Some people in data modeling are opposed to using AI, particularly with hallucinations. This is where it helps to pay attention and not let AI do all of the work. Like any technology, AI is a tool. But it’s not a substitute for taking your craft seriously.
Regardless of the hesitations and opposition, AI is here to stay, so be pragmatic. Understand the limits of AI. AI is a probabilistic machine. Humans are, too. Even given the shortcomings of AI, the benefits far outweigh the downsides. As long as you know to trust but verify, and the basics of how LLMs work, treat it as you would any other tool. Understand its utility and limitations, and use the tool where it fits your situation.

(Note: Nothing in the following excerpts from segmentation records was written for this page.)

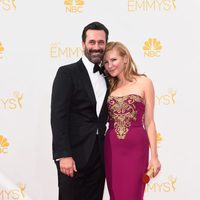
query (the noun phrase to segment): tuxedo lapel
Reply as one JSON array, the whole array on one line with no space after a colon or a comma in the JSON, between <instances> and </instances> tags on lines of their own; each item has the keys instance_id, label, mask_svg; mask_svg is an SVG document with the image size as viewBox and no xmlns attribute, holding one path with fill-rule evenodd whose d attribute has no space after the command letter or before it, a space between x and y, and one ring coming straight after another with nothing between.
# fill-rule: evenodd
<instances>
[{"instance_id":1,"label":"tuxedo lapel","mask_svg":"<svg viewBox=\"0 0 200 200\"><path fill-rule=\"evenodd\" d=\"M89 96L89 99L91 100L91 103L95 106L96 98L87 69L85 68L82 60L78 61L78 65L79 65L79 77L82 80L82 84Z\"/></svg>"},{"instance_id":2,"label":"tuxedo lapel","mask_svg":"<svg viewBox=\"0 0 200 200\"><path fill-rule=\"evenodd\" d=\"M107 106L107 99L108 99L108 95L109 95L108 79L106 78L106 76L104 76L104 78L105 78L105 81L106 81L107 90L106 90L106 94L105 94L105 97L104 97L104 100L103 100L103 104L102 104L102 107L101 107L101 111L100 111L99 116L100 116L101 113L105 110L105 106Z\"/></svg>"}]
</instances>

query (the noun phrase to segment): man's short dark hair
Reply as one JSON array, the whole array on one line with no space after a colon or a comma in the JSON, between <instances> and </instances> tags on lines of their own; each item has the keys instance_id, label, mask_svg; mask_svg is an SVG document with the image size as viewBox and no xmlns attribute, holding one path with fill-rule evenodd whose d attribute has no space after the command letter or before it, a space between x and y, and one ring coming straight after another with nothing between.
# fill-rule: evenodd
<instances>
[{"instance_id":1,"label":"man's short dark hair","mask_svg":"<svg viewBox=\"0 0 200 200\"><path fill-rule=\"evenodd\" d=\"M102 30L105 32L106 34L106 42L108 41L108 35L109 35L109 31L108 29L101 24L100 22L92 22L90 24L88 24L84 29L83 29L83 33L82 33L82 41L85 42L86 40L86 32L88 30Z\"/></svg>"}]
</instances>

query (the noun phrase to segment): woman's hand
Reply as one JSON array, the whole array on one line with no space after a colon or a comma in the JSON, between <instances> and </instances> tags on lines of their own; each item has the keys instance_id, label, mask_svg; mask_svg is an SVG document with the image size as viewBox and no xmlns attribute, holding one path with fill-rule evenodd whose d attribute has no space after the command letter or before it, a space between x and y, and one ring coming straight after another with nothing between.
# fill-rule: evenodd
<instances>
[{"instance_id":1,"label":"woman's hand","mask_svg":"<svg viewBox=\"0 0 200 200\"><path fill-rule=\"evenodd\" d=\"M149 161L148 170L150 168L153 168L153 177L157 176L161 169L161 164L160 164L160 161L158 160L158 158L152 158Z\"/></svg>"}]
</instances>

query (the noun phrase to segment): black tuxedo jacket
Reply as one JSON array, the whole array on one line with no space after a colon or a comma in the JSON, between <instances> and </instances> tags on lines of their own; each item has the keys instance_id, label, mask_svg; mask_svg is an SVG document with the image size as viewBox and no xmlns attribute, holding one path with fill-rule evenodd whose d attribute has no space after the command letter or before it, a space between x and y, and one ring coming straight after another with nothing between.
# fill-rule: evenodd
<instances>
[{"instance_id":1,"label":"black tuxedo jacket","mask_svg":"<svg viewBox=\"0 0 200 200\"><path fill-rule=\"evenodd\" d=\"M98 117L95 94L82 60L58 69L51 99L54 160L72 156L76 167L83 168L91 155L97 130L103 156L107 96L108 91Z\"/></svg>"}]
</instances>

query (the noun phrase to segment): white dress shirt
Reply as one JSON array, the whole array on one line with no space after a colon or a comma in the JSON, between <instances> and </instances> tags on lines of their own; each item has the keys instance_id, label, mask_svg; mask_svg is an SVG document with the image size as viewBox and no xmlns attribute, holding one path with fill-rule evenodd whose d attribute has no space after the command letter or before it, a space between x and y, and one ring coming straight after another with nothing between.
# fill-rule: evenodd
<instances>
[{"instance_id":1,"label":"white dress shirt","mask_svg":"<svg viewBox=\"0 0 200 200\"><path fill-rule=\"evenodd\" d=\"M96 97L96 112L99 116L103 101L106 95L106 81L103 74L99 72L93 73L94 63L90 62L86 56L82 57L83 64L85 65Z\"/></svg>"}]
</instances>

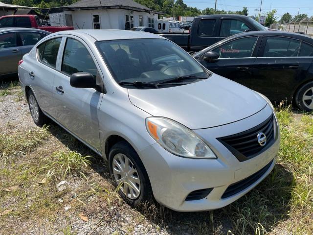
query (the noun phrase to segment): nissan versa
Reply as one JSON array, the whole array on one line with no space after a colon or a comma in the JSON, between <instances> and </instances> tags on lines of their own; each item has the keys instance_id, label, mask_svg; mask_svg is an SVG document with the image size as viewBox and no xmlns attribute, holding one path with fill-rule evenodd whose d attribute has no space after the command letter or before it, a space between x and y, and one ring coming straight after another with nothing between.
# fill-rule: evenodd
<instances>
[{"instance_id":1,"label":"nissan versa","mask_svg":"<svg viewBox=\"0 0 313 235\"><path fill-rule=\"evenodd\" d=\"M131 205L153 196L175 211L219 208L275 164L270 102L158 35L60 32L19 64L35 123L49 118L107 160Z\"/></svg>"}]
</instances>

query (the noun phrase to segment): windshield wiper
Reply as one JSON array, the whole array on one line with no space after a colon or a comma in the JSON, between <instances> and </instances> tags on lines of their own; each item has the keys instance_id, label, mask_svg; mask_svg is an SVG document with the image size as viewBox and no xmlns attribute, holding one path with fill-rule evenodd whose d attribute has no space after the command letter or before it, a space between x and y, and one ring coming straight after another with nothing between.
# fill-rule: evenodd
<instances>
[{"instance_id":1,"label":"windshield wiper","mask_svg":"<svg viewBox=\"0 0 313 235\"><path fill-rule=\"evenodd\" d=\"M193 75L191 76L180 76L179 77L170 78L169 79L166 80L165 81L163 81L162 82L157 83L157 84L160 85L160 84L164 84L165 83L169 83L179 82L185 79L189 79L190 78L195 78L196 79L206 79L207 78L208 78L208 77L207 77L205 76L197 76L194 75Z\"/></svg>"},{"instance_id":2,"label":"windshield wiper","mask_svg":"<svg viewBox=\"0 0 313 235\"><path fill-rule=\"evenodd\" d=\"M151 82L140 82L139 81L135 81L134 82L119 82L119 85L129 85L134 86L135 87L155 87L157 88L158 87L157 84L156 83L152 83Z\"/></svg>"}]
</instances>

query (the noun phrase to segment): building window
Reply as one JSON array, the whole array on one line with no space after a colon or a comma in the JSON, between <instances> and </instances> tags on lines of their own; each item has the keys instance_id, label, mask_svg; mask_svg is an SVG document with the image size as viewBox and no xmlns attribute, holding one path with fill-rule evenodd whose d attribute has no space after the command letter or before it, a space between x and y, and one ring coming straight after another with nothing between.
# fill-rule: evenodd
<instances>
[{"instance_id":1,"label":"building window","mask_svg":"<svg viewBox=\"0 0 313 235\"><path fill-rule=\"evenodd\" d=\"M155 18L153 17L148 18L148 26L152 28L155 27Z\"/></svg>"},{"instance_id":2,"label":"building window","mask_svg":"<svg viewBox=\"0 0 313 235\"><path fill-rule=\"evenodd\" d=\"M92 15L92 23L93 23L93 29L100 29L100 16L99 15Z\"/></svg>"},{"instance_id":3,"label":"building window","mask_svg":"<svg viewBox=\"0 0 313 235\"><path fill-rule=\"evenodd\" d=\"M134 28L134 16L125 15L125 29Z\"/></svg>"},{"instance_id":4,"label":"building window","mask_svg":"<svg viewBox=\"0 0 313 235\"><path fill-rule=\"evenodd\" d=\"M143 16L139 16L139 26L143 26Z\"/></svg>"}]
</instances>

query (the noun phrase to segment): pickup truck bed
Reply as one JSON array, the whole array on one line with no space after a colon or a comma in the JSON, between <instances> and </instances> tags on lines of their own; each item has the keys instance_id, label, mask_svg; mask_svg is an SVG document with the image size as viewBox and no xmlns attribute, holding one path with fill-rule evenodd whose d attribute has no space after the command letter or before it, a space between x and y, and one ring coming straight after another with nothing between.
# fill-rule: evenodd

It’s still very early days with this latest incarnation of AI. Currently, AI models are improving every week. Whatever I write here is subject to change, especially in discussions of specific AI capabilities. In the span I’ve been writing this book, the conversation has evolved from LLMs and AI to agentic AI and vibe coding. There’s a lot of interest in using AI for data modeling, and this is fresh territory you can explore and contribute to. Data professionals have a once-in-a-generation opportunity to steer their craft and unlock possibly unbelievable efficiencies and approaches to data modeling.
What AI tools do you use for recordings and diagrams?
Interesting piece on AI’s role in accelerating data modeling workflows.
Curious if you plan to dig deeper into the underlying techniques—particularly around Named Entity Recognition (NER)?
I’d love to hear your thoughts on the use of domain-specific NER models (like those from John Snow Labs, etc.) in extracting and structuring business concepts from stakeholder conversations and documentation. This feels like a powerful unlock for bridging unstructured inputs with conceptual and logical data models—especially in complex enterprise contexts.
Would be great to see a follow-up piece that unpacks this layer a bit more.